The development of large-scale manufacture for low-cost afterglow materials is critical for their applications and industrializations. Herein, we presented the organic–inorganic afterglow materials with multiple colors based on boric acid (BA) and aromatic dicarboxylic acids or their diesters. These hybrid materials were facilely prepared by a solution-processable method via evaporating the solvent of the BA and organics solution at room temperature. The crystalized BA provided a rigid surrounding for the organics via hydrogen bonds, which effectively inhibited the non-radiative decay of triplet excitons and gave efficient and persistent room temperature afterglow with the phosphorescent quantum yield up to 57.66%. The phosphorescence properties were almost unchanged when deuterated BA was used instead of BA, indicating the deuteration of the hydrogen bond would not suppress the non-radiative decay from the excited state.
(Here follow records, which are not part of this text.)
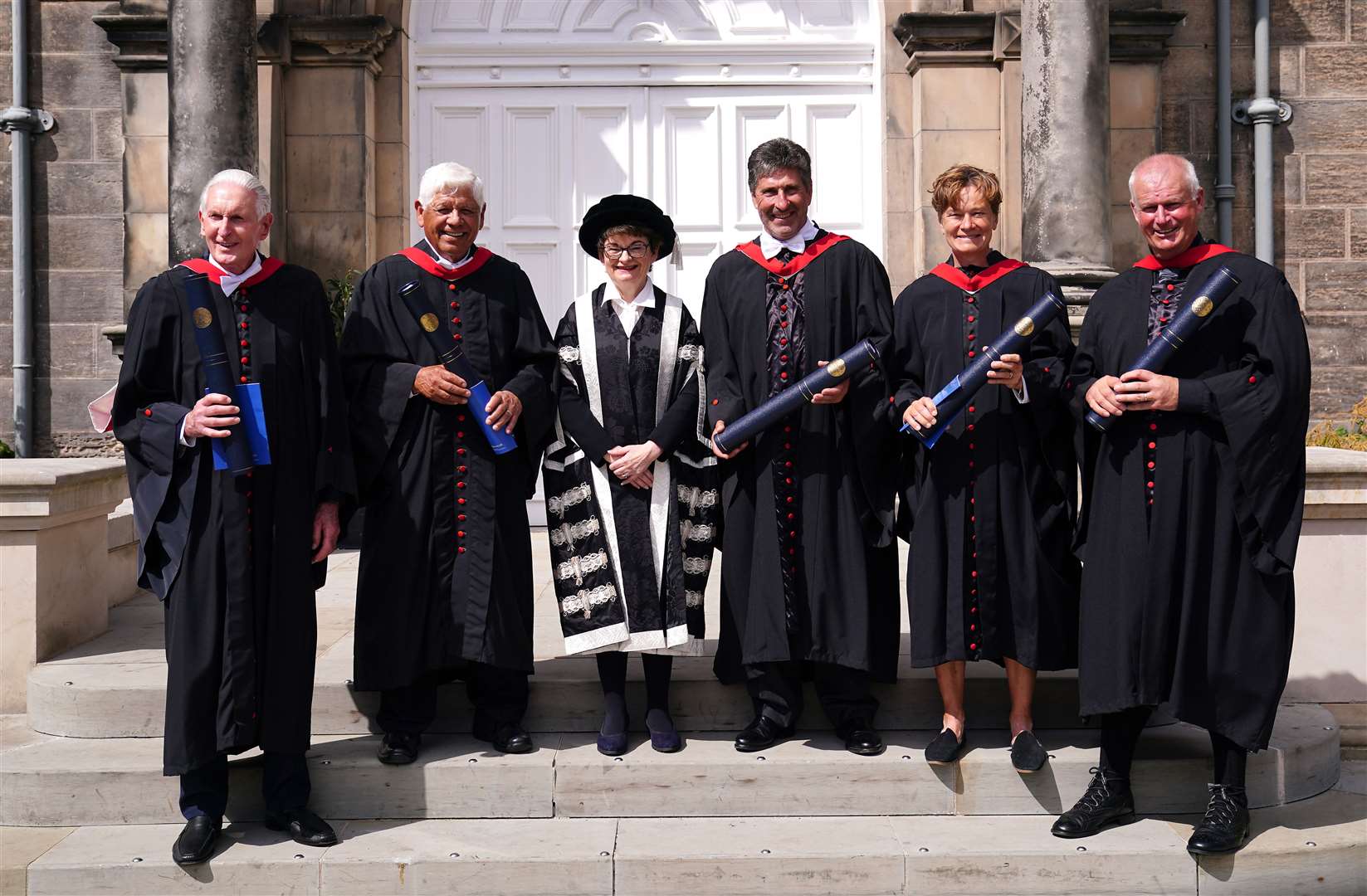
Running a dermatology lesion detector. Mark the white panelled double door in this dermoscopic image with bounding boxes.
[413,85,881,322]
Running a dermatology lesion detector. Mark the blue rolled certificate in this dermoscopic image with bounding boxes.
[712,338,877,454]
[183,273,254,474]
[399,280,517,455]
[1086,268,1238,433]
[901,291,1067,448]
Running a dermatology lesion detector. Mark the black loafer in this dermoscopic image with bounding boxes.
[374,731,422,765]
[1012,731,1048,774]
[837,720,887,755]
[925,728,968,765]
[171,816,222,864]
[266,809,338,847]
[475,721,536,752]
[735,716,793,752]
[1050,767,1135,840]
[1187,784,1248,855]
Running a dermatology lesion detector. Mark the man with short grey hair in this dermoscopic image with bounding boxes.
[1054,154,1310,855]
[342,163,555,765]
[114,169,354,864]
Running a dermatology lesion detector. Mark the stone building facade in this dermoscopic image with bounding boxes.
[0,0,1367,455]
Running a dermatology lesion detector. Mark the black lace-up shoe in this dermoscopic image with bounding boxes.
[1187,784,1248,855]
[1050,767,1135,839]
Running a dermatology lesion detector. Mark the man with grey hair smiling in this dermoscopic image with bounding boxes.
[1054,154,1310,855]
[342,163,555,765]
[114,169,355,864]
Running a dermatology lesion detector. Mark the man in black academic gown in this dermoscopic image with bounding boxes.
[703,139,900,755]
[114,169,354,864]
[1054,154,1310,854]
[342,163,555,765]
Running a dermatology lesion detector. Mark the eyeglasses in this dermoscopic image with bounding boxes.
[603,243,651,260]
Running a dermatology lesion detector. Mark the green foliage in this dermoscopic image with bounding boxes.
[1306,397,1367,450]
[323,270,361,342]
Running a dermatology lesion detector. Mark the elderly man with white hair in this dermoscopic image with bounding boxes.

Furthermore, a phosphorescence resonance energy transfer process was achieved by introducing 4-[4-(Dimethylamino)styryl]-1-methylpyridinium iodide (DASPI) as the energy acceptor. These BA based system could be used as quick-writable phosphorescent inks for multifunctional applications, such as anti-counterfeiting, information storage, encryption, and even for phosphor layer of light emitting diode. These results not only strengthen the understanding of the luminescence mechanism of BA hybrid materials, but also provide a new access to organic–inorganic afterglow materials.